Willem de Bruijn Aug. 16, 2024, 7:09 p.m. UTC | #1

Tom Herbert wrote:
> Add infrastructure for parsing into UDP encapsulations
> 
> Add function __skb_flow_dissect_udp that is called for IPPROTO_UDP.
> The flag FLOW_DISSECTOR_F_PARSE_UDP_ENCAPS enables parsing of UDP
> encapsulations. If the flag is set when parsing a UDP packet then
> a socket lookup is performed. The offset of the base network header,
> either an IPv4 or IPv6 header, is tracked and passed to
> __skb_flow_dissect_udp so that it can perform the socket lookup
> 
> If a socket is found and it's for a UDP encapsulation (encap_type is
> set in the UDP socket) then a switch is performed on the encap_type
> value (cases are UDP_ENCAP_* values)
> 
> An encapsulated packet in UDP can either be indicated by an
> EtherType or IP protocol. The processing for dissecting a UDP encap
> protocol returns a flow dissector return code. If
> FLOW_DISSECT_RET_PROTO_AGAIN or FLOW_DISSECT_RET_IPPROTO_AGAIN is
> returned then the corresponding  encapsulated protocol is dissected.

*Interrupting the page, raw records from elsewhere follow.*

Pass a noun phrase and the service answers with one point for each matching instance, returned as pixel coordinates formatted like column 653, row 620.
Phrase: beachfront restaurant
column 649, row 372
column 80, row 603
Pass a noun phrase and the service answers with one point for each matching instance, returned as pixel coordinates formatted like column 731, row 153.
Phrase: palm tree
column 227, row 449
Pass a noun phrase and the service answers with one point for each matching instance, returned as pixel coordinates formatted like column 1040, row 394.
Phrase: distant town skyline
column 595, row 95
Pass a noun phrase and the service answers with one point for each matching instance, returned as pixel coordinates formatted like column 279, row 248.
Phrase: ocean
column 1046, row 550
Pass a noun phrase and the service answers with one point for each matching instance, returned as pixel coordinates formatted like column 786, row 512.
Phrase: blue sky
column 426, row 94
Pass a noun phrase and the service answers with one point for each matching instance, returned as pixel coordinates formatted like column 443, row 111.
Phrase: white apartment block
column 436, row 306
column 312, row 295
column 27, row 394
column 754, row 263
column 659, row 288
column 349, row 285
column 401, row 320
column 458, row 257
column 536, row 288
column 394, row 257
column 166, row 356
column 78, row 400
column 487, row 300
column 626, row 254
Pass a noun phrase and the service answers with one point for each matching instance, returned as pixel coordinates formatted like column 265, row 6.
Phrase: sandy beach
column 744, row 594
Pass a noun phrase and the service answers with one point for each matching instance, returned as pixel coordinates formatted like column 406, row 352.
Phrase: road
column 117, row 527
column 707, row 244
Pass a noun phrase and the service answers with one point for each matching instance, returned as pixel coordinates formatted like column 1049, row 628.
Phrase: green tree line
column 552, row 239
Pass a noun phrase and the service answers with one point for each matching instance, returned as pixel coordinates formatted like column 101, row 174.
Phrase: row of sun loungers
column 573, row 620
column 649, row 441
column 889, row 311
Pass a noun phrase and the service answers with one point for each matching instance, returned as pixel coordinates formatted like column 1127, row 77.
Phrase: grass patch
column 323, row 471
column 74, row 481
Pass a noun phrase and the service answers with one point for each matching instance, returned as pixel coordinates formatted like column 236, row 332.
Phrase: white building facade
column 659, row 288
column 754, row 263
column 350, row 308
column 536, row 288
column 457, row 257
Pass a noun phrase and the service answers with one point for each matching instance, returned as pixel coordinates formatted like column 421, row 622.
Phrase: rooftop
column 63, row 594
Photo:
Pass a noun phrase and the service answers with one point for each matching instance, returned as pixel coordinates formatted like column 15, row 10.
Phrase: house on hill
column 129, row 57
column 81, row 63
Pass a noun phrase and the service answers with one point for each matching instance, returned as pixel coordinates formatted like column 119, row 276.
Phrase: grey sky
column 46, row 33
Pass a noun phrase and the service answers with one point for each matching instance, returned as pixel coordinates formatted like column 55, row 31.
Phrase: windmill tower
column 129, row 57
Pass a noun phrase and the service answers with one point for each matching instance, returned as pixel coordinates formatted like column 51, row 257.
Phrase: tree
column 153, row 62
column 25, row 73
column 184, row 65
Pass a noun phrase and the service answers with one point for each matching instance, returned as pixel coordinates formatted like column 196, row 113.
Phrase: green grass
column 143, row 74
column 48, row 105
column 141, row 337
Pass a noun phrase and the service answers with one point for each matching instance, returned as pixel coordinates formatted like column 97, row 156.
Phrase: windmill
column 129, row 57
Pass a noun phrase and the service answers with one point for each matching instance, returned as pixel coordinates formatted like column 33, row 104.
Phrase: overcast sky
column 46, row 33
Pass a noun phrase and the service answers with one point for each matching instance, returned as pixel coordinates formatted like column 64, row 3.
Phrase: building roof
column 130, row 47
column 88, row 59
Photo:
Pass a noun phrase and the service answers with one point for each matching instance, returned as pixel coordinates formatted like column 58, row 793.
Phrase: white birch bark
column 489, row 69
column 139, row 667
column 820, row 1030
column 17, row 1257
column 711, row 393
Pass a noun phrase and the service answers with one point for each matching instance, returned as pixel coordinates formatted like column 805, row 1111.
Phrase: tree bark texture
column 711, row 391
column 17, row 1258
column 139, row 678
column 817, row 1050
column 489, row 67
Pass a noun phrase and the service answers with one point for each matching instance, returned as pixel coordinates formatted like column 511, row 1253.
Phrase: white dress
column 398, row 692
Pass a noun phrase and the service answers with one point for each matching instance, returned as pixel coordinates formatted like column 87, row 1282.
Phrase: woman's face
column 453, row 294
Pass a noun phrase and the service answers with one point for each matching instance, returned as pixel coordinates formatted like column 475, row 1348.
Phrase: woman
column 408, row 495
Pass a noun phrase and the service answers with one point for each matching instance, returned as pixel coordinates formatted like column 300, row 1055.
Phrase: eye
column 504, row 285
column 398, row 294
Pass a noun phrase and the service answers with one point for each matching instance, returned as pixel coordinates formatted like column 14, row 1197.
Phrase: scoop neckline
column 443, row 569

> The nhoff is set to point to the header to process.  In the case
> FLOW_DISSECT_RET_PROTO_AGAIN the EtherType protocol is returned and
> the IP protocol is set to zero. In the case of
> FLOW_DISSECT_RET_IPPROTO_AGAIN, the IP protocol is returned and
> the EtherType protocol is returned unchanged
> 
> Signed-off-by: Tom Herbert <tom@herbertland.com>
> ---
>  include/net/flow_dissector.h |   1 +
>  net/core/flow_dissector.c    | 121 +++++++++++++++++++++++++++++++++++
>  2 files changed, 122 insertions(+)
> 
> diff --git a/include/net/flow_dissector.h b/include/net/flow_dissector.h
> index ced79dc8e856..8a868a88a6f1 100644
> --- a/include/net/flow_dissector.h
> +++ b/include/net/flow_dissector.h
> @@ -384,6 +384,7 @@ enum flow_dissector_key_id {
>  #define FLOW_DISSECTOR_F_STOP_AT_FLOW_LABEL	BIT(1)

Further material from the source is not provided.